Many finely divided solids catalyze chemical reactions, which means that they enhance the rate of the reaction by several orders of magnitude. The catalytic effect depends upon the nature of the reaction and fundamental properties of the solid.
For instance, alumina (Al2O3) obtained by calcining Al(OH)3 catalyzes the isomerization of 1-butene into 2-butene whereas Al(OH)3 doesn't. In order to understand the reason of this difference of behavior, consider the nuclear magnetic resonance (NMR) frequency of an Al nucleus as observed by exciting the transition between energy levels with a high field radio frequency.
Aluminum NMR Spectra of Al(OH)3 showing one resonance frequency, AlIV.
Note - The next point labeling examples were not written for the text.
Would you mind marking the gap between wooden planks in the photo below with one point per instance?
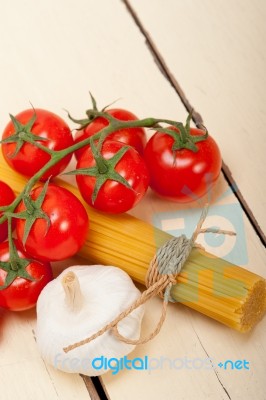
(197, 118)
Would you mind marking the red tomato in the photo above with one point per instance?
(7, 197)
(68, 226)
(113, 196)
(182, 175)
(134, 137)
(22, 293)
(31, 159)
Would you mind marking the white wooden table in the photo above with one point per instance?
(160, 57)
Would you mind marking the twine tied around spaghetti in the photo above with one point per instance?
(161, 276)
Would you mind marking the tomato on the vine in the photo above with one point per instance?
(28, 129)
(116, 182)
(66, 232)
(22, 293)
(7, 196)
(134, 137)
(182, 168)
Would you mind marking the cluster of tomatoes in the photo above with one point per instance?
(112, 178)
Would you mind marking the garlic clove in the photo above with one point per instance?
(77, 304)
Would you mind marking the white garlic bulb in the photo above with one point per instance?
(76, 305)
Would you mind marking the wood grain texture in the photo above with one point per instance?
(215, 51)
(52, 53)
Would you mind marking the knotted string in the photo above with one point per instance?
(161, 276)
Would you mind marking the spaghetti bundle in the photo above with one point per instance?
(216, 288)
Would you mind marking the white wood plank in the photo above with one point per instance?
(52, 53)
(216, 51)
(23, 374)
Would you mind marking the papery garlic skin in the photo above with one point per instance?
(106, 292)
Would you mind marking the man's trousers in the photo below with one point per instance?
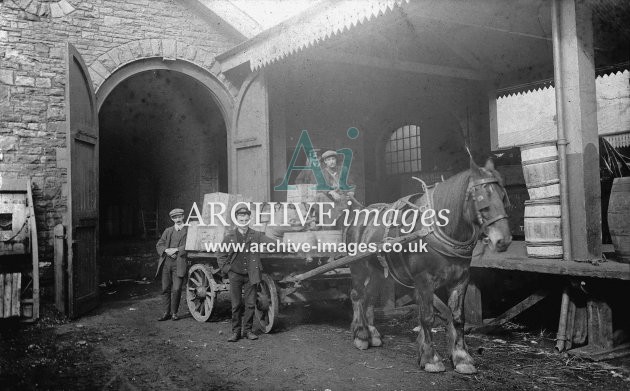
(171, 286)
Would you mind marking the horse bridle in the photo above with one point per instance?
(474, 191)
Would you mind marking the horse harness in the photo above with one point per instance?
(432, 234)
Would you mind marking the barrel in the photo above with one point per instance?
(619, 218)
(543, 228)
(540, 169)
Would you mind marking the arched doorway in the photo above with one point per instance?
(163, 145)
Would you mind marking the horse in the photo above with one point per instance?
(476, 200)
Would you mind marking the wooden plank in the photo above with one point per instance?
(1, 295)
(7, 294)
(515, 258)
(15, 300)
(520, 307)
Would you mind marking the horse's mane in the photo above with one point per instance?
(451, 195)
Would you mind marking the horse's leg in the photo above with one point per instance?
(376, 280)
(428, 358)
(359, 326)
(462, 361)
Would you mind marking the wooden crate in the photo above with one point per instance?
(302, 193)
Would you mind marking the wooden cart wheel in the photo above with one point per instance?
(267, 304)
(200, 292)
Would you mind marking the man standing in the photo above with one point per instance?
(172, 265)
(244, 271)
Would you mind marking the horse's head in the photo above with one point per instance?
(488, 201)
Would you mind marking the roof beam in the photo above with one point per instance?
(227, 13)
(436, 30)
(486, 16)
(396, 65)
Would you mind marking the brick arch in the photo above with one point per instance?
(166, 49)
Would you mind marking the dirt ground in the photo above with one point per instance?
(121, 347)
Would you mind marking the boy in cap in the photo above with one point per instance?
(338, 196)
(172, 265)
(244, 271)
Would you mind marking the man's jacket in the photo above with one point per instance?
(163, 244)
(254, 267)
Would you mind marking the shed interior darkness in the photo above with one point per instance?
(163, 145)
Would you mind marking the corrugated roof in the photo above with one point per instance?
(314, 25)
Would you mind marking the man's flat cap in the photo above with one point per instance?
(176, 212)
(243, 210)
(329, 154)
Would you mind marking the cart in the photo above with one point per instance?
(288, 278)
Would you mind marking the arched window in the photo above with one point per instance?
(402, 152)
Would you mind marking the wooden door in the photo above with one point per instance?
(83, 183)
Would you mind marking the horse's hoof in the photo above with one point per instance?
(361, 344)
(376, 342)
(465, 369)
(434, 367)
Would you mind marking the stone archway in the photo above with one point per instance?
(124, 61)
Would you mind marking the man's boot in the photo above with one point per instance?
(234, 337)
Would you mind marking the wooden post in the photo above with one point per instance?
(34, 249)
(1, 295)
(575, 82)
(579, 118)
(59, 264)
(599, 324)
(8, 285)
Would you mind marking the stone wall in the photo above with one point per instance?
(108, 34)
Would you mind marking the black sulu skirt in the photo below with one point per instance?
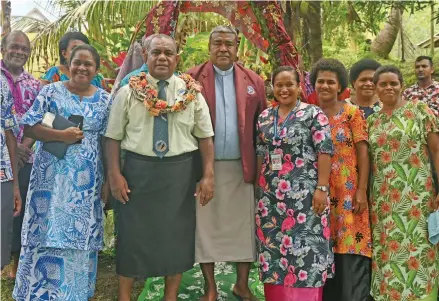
(156, 227)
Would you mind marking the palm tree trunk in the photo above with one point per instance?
(6, 16)
(315, 31)
(384, 41)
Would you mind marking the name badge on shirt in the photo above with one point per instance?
(276, 161)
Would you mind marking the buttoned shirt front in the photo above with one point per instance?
(8, 122)
(429, 95)
(131, 123)
(226, 122)
(24, 90)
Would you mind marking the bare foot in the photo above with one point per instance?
(244, 293)
(209, 296)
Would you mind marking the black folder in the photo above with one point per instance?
(57, 148)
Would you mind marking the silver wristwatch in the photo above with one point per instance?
(323, 188)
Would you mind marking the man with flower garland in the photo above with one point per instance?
(226, 226)
(160, 120)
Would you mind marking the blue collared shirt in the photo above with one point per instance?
(226, 123)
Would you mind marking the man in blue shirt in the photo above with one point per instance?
(10, 194)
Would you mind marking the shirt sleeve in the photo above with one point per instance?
(321, 133)
(8, 120)
(358, 125)
(203, 124)
(118, 117)
(261, 146)
(40, 106)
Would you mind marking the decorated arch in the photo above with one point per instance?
(259, 21)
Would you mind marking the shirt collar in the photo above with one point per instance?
(223, 72)
(23, 75)
(155, 81)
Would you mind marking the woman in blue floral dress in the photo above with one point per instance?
(63, 222)
(292, 221)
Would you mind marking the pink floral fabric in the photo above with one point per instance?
(24, 91)
(293, 242)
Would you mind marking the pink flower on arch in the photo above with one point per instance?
(284, 186)
(287, 242)
(288, 223)
(326, 233)
(300, 162)
(290, 280)
(324, 276)
(318, 136)
(261, 205)
(324, 220)
(303, 275)
(301, 218)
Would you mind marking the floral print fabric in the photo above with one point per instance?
(350, 232)
(8, 122)
(294, 242)
(405, 265)
(429, 95)
(54, 74)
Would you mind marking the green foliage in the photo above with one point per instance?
(195, 52)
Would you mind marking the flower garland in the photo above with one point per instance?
(146, 93)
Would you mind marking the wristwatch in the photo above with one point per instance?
(323, 188)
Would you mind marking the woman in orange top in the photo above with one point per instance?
(350, 227)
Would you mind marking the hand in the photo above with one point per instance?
(105, 191)
(119, 188)
(23, 154)
(360, 201)
(319, 201)
(72, 135)
(17, 202)
(205, 190)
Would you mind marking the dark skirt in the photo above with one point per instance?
(352, 279)
(23, 182)
(7, 217)
(156, 227)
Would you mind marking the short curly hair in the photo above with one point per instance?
(360, 66)
(331, 65)
(387, 69)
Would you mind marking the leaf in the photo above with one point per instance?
(400, 171)
(412, 175)
(398, 221)
(411, 277)
(410, 124)
(397, 271)
(398, 122)
(411, 227)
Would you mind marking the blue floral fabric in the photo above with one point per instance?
(8, 122)
(64, 208)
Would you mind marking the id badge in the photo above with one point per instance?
(276, 161)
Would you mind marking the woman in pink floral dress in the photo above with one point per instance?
(292, 219)
(405, 265)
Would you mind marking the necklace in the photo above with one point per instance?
(148, 94)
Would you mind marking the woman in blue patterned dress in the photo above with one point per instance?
(62, 73)
(294, 150)
(63, 223)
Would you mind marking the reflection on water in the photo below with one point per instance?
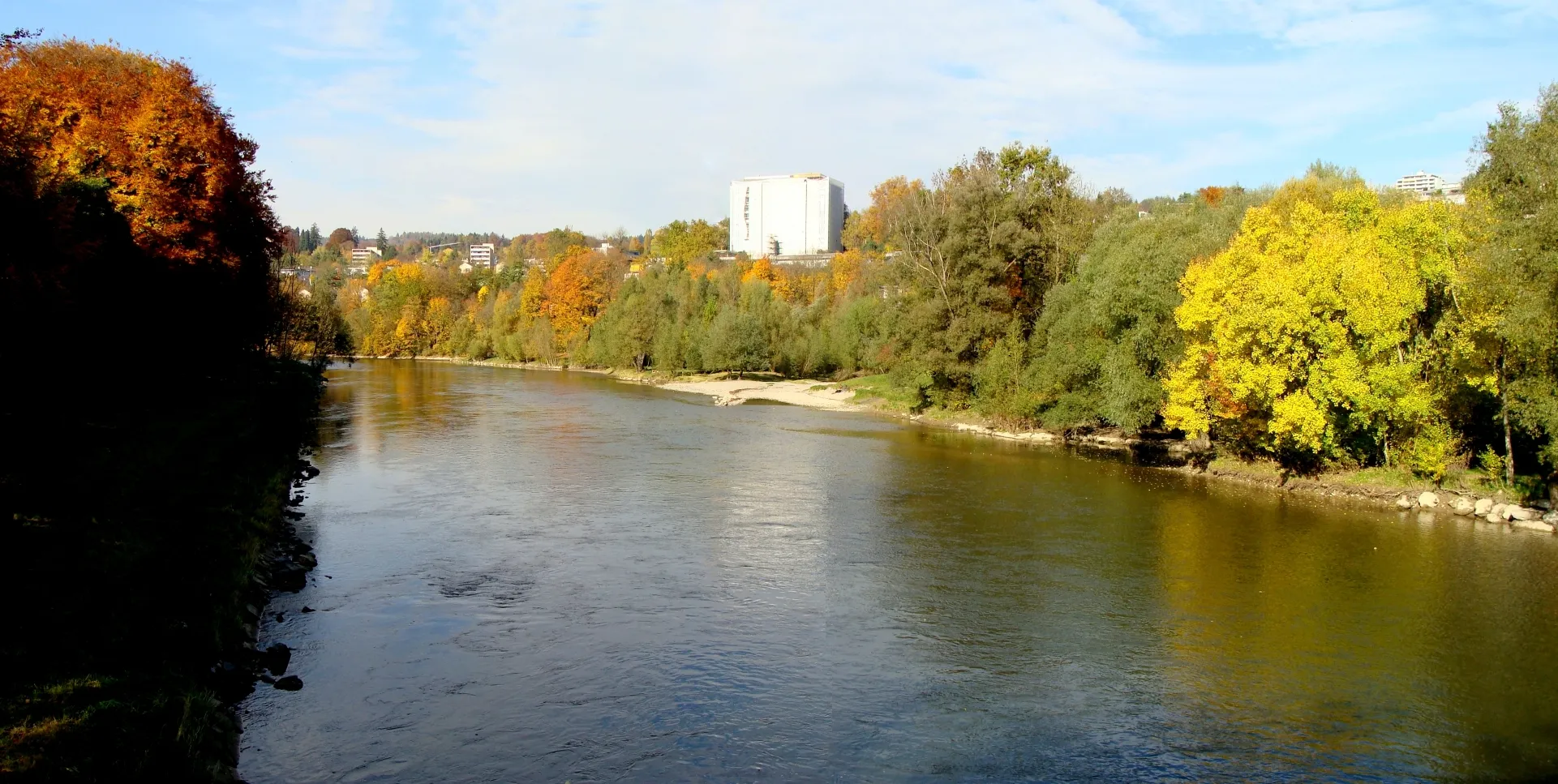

Aluminum NMR Spectra of Al2O3 showing two resonance frequencies, AlIV and AlVI.
This example illustrates the major goal of the laboratory, that is the study of the surface and of the catalytic properties of disordered or imperfect solids. A serious effort is made to study the nature of surface acidity in dealuminated zeolites. In this class of catalysts the dealumination results in the formation of acid Lewis sites associated with non-framework Al nano-particles. The nature of Lewis acidity as well as the influence of the interactions between Lewis and Brönsted acid sides on the catalytic performance of zeolites is still poorly understood.
Thus a part of our activity is devoted to the synthesis of solids with controlled defects while the other part is to study solid state nuclear magnetic resonance, electron paramagnetic resonance, X-ray diffraction, infrared spectroscopy, adsorption measurements, calorimetry, etc. The chemical techniques aim to analyze the reaction kinetics, with gas chromatography and mass spectroscopy as analytical tools.